Warum sich Feministinnen mit der Männlichkeitsforschung und Männerberater mit dem Feminismus auseinandersetzen sollten

Vergangene Woche feierte die Männerberatung Graz ihr 15-jähriges Bestehen, anlässlich des Jubliäums wurde die österreichische „Männertagung“ erstmals in der Steiermark (an der Fachhochschule Joanneum) abgehalten. Auf diese beiden Tage hatte ich mich schon sehr gefreut, da unter anderem Raewyn Connell zu Gast war und Männlichkeitsforschung zu meinen Schwerpunkten innerhalb der Gender Studies zählt.
Was mich schließlich auf der Veranstaltung zum Thema „Diversität von Männlichkeiten“ überraschte, waren nicht unbedingt die Vortragenden, sondern vielmehr einzelne Besucher. Aber erst einmal der Reihe nach.

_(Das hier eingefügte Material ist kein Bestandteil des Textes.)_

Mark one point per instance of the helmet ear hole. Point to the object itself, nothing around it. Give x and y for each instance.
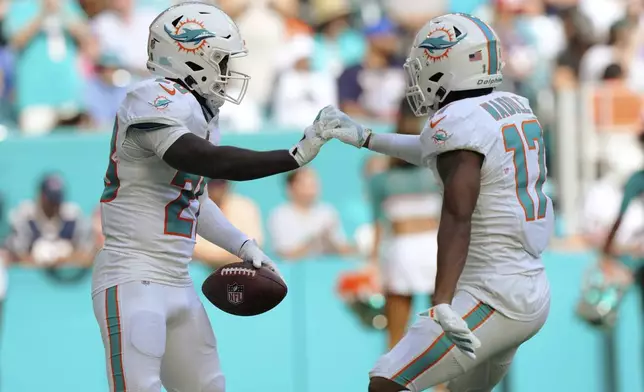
(193, 66)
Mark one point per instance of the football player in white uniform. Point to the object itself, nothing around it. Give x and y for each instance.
(165, 142)
(491, 293)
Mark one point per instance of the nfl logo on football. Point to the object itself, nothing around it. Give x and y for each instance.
(235, 293)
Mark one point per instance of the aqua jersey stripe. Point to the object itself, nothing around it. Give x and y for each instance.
(440, 347)
(491, 44)
(114, 332)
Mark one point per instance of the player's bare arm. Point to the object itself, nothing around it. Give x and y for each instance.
(193, 154)
(460, 172)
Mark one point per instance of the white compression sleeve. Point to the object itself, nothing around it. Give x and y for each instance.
(405, 147)
(215, 227)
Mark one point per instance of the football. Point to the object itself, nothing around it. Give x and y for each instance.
(242, 290)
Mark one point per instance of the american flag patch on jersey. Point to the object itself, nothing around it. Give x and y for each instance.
(478, 56)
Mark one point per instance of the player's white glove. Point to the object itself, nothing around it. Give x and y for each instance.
(251, 253)
(308, 147)
(335, 124)
(455, 329)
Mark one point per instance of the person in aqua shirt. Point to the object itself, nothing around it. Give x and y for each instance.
(633, 189)
(46, 36)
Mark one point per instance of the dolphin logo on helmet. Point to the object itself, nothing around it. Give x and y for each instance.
(193, 36)
(439, 43)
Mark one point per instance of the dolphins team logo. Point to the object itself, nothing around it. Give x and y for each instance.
(440, 137)
(439, 42)
(190, 35)
(161, 102)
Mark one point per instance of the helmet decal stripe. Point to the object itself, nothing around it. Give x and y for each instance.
(493, 64)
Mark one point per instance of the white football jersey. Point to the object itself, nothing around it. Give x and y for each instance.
(513, 219)
(149, 210)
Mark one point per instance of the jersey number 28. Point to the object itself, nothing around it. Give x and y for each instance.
(519, 143)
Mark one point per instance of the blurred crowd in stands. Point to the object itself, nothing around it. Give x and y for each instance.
(69, 62)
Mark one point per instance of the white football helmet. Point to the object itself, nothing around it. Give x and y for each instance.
(193, 42)
(453, 52)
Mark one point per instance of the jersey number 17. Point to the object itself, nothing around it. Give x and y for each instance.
(519, 143)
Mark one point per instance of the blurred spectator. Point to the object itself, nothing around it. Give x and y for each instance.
(411, 15)
(92, 7)
(46, 36)
(49, 231)
(122, 30)
(579, 37)
(374, 88)
(627, 231)
(604, 13)
(242, 212)
(617, 51)
(304, 227)
(264, 31)
(6, 61)
(520, 26)
(301, 92)
(337, 44)
(105, 90)
(290, 11)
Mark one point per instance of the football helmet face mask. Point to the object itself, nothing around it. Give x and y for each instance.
(453, 52)
(194, 42)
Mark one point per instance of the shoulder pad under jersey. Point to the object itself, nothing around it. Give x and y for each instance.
(156, 101)
(455, 127)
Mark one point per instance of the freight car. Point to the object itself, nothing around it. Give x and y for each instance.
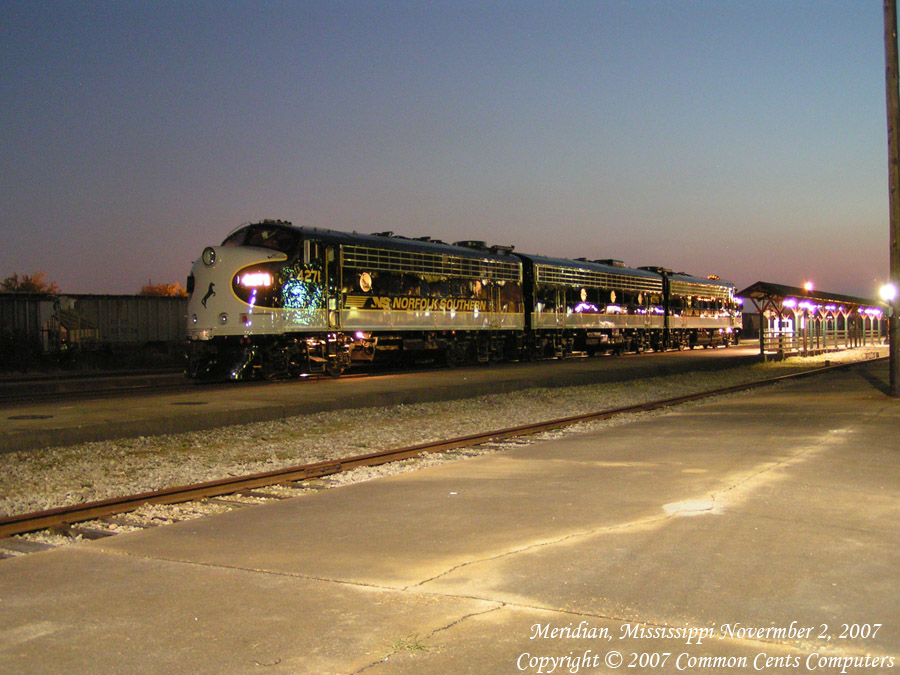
(47, 329)
(275, 300)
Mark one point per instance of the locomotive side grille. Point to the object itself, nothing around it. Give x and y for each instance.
(431, 264)
(576, 277)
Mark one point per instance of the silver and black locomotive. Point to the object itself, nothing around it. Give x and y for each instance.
(276, 300)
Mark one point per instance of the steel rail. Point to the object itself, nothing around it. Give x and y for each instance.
(66, 515)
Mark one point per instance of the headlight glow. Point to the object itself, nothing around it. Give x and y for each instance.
(255, 280)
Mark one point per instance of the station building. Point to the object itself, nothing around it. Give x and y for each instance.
(801, 321)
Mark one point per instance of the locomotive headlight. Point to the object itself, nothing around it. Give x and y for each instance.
(255, 280)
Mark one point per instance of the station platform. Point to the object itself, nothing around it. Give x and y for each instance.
(755, 533)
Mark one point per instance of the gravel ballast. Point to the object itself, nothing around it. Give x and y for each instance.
(42, 479)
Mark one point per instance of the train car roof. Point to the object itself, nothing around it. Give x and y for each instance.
(681, 276)
(595, 266)
(390, 241)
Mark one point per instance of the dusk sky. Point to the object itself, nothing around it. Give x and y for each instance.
(744, 139)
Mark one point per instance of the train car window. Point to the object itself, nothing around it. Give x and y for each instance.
(235, 239)
(276, 238)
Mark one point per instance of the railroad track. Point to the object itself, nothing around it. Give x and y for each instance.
(63, 517)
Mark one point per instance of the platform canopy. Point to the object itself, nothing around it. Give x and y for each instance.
(766, 295)
(797, 320)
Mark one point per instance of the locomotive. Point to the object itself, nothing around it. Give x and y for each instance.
(276, 300)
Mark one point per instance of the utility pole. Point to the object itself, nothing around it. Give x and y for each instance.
(893, 118)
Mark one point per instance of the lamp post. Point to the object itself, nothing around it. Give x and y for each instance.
(889, 296)
(892, 86)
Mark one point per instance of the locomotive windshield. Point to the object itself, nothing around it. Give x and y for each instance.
(265, 236)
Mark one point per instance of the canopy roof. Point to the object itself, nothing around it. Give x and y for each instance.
(767, 291)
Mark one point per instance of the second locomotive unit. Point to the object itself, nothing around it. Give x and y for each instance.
(275, 300)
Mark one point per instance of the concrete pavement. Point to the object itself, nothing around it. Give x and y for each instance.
(756, 533)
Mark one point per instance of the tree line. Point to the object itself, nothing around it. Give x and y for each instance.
(38, 283)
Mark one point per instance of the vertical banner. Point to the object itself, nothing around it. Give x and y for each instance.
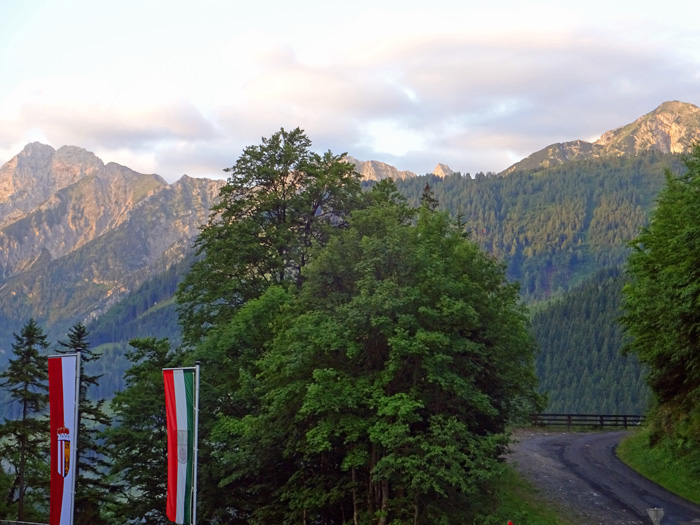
(64, 377)
(181, 410)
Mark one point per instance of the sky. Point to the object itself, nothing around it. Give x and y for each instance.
(182, 87)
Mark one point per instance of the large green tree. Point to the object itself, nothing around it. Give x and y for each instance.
(138, 439)
(385, 392)
(93, 490)
(662, 304)
(280, 198)
(24, 439)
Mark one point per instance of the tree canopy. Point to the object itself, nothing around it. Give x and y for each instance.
(387, 380)
(280, 198)
(662, 300)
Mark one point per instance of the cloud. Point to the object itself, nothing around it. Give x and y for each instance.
(406, 83)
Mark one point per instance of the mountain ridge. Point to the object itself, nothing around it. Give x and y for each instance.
(673, 127)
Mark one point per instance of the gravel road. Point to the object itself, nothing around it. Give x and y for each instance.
(581, 473)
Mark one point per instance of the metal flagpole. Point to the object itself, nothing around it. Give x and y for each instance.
(77, 434)
(196, 446)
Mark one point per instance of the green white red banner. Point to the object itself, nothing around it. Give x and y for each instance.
(64, 377)
(180, 410)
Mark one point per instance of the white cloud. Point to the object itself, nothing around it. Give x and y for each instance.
(181, 88)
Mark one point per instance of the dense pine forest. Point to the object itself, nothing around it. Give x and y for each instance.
(551, 245)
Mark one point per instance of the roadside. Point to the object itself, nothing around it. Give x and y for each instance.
(580, 472)
(534, 457)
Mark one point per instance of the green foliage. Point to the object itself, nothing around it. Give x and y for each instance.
(385, 384)
(93, 490)
(518, 501)
(661, 303)
(279, 200)
(23, 440)
(556, 227)
(137, 440)
(660, 462)
(579, 364)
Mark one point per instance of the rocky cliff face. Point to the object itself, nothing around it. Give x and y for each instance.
(673, 127)
(375, 170)
(77, 235)
(37, 173)
(442, 170)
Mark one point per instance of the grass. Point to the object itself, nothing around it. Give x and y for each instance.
(660, 465)
(523, 504)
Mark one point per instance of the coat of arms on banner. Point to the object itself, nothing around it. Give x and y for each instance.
(63, 451)
(182, 451)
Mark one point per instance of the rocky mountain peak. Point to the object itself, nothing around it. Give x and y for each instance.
(442, 170)
(673, 127)
(375, 170)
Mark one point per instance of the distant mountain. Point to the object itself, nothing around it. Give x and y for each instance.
(373, 170)
(77, 236)
(673, 127)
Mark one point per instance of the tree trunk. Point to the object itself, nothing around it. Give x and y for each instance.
(385, 502)
(355, 517)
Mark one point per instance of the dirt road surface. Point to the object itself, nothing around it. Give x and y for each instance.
(580, 472)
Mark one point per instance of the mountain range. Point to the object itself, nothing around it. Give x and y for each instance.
(673, 127)
(81, 240)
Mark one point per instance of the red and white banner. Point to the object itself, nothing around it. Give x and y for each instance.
(181, 409)
(64, 377)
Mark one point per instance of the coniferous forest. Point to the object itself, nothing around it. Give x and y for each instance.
(365, 347)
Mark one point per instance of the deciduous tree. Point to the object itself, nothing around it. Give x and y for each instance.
(280, 198)
(662, 304)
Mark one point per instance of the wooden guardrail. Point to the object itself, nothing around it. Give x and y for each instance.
(6, 522)
(587, 420)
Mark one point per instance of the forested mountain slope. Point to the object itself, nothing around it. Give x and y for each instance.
(580, 365)
(556, 227)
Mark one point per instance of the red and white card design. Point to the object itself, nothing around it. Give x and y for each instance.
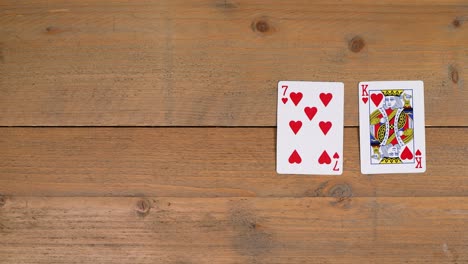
(392, 127)
(310, 128)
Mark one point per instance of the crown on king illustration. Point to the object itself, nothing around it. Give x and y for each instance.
(392, 92)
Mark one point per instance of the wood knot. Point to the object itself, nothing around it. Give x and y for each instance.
(53, 30)
(143, 207)
(356, 44)
(340, 191)
(2, 201)
(262, 26)
(454, 74)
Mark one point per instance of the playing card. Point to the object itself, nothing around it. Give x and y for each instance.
(391, 124)
(310, 128)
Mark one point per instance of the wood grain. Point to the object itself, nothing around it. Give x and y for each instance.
(235, 230)
(216, 63)
(204, 162)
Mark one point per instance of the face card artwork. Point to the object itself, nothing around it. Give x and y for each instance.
(310, 127)
(392, 132)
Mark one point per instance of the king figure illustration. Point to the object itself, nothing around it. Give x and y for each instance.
(391, 127)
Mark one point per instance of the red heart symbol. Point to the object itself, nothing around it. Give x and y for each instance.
(296, 97)
(310, 112)
(406, 154)
(376, 98)
(325, 126)
(326, 98)
(295, 158)
(295, 126)
(324, 158)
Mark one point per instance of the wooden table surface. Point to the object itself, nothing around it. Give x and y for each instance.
(143, 131)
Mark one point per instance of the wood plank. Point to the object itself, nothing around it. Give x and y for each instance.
(236, 230)
(204, 162)
(216, 63)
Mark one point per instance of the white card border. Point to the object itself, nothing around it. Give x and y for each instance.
(418, 105)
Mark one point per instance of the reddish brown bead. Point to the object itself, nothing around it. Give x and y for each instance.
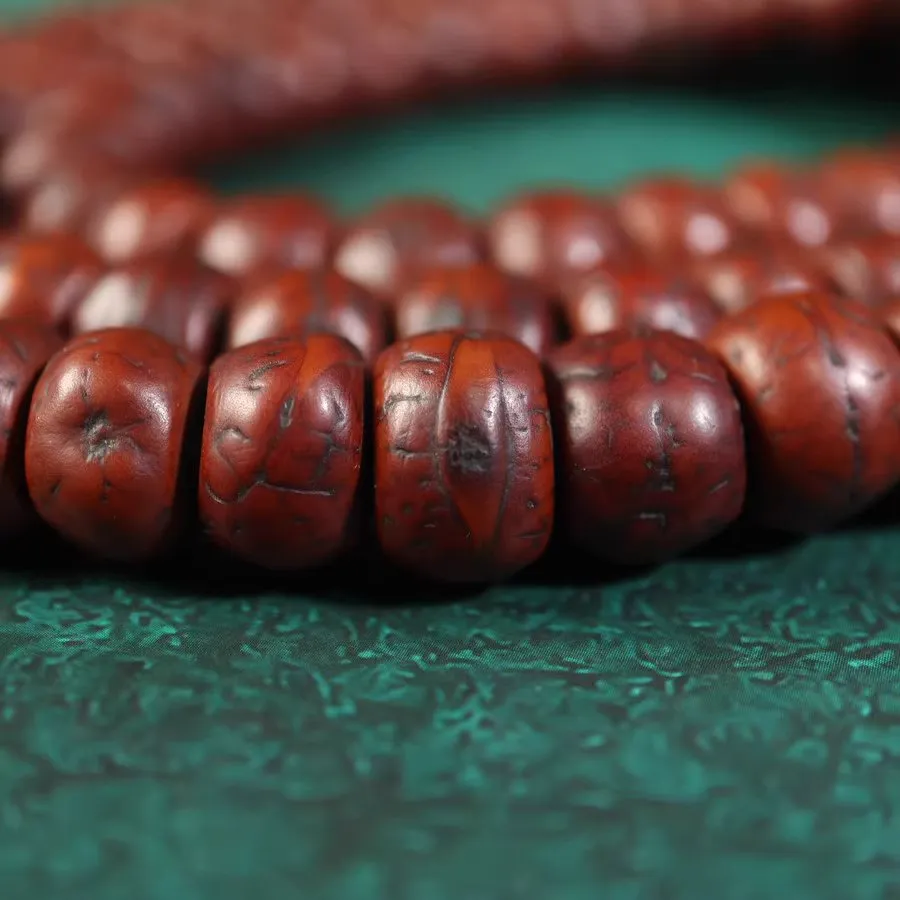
(650, 445)
(172, 296)
(264, 230)
(890, 316)
(64, 201)
(282, 449)
(737, 280)
(782, 205)
(819, 383)
(25, 348)
(160, 215)
(44, 277)
(299, 303)
(463, 456)
(866, 269)
(406, 235)
(672, 218)
(476, 297)
(864, 186)
(105, 443)
(555, 235)
(637, 300)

Am Donnerstag hielt Raewyn Connell, die wohl weltweit am häufigsten zitierte Männlichkeitsforscherin, einen Vortrag und legte dabei ihren Schwerpunkt auf globale Dimensionen der Geschlechterforschung. In ihren jüngsten Publikationen setzt sich die Soziologin mit der westlichen Dominanz in der globalen Wissensproduktion auseinander – ein Thema, das von feministischen Wissenschafter_innen schon lange diskutiert wird. Dass sich eine einflussreiche Universitätsprofessorin wie Connell des Themas annimmt und versucht, konkreten Forschungsprojekten in Südafrika, Chile und dem Iran zu mehr Aufmerksamkeit zu verhelfen, kann eigentlich nur positiv bewertet werden.

Redebedarf

Am Nachmittag diskutierten wir schließlich in einem der Workshops ein aktuelles Projekt der Männlichkeitsfoscherin zu „business men“. Während sich vor allem Studierende, die zur Tagung angereist waren, mit theoretischen Fragestellungen auseinandersetzten, wurde recht bald klar, dass sich die meisten Männer für andere Themen interessierten. „Wenn ich bei Besprechungen als einziger Mann teilnehme, lassen mich die Frauen genauso nie zu Wort kommen. Oder sie akzeptieren nicht, was ich sage“, erzählte ein Teilnehmer, der in der Männerberatung tätig ist. Überhaupt bestand bei vielen Teilnehmern ein großer Redebedarf, für den vielleicht ein eigenes Format vonnöten gewesen wäre.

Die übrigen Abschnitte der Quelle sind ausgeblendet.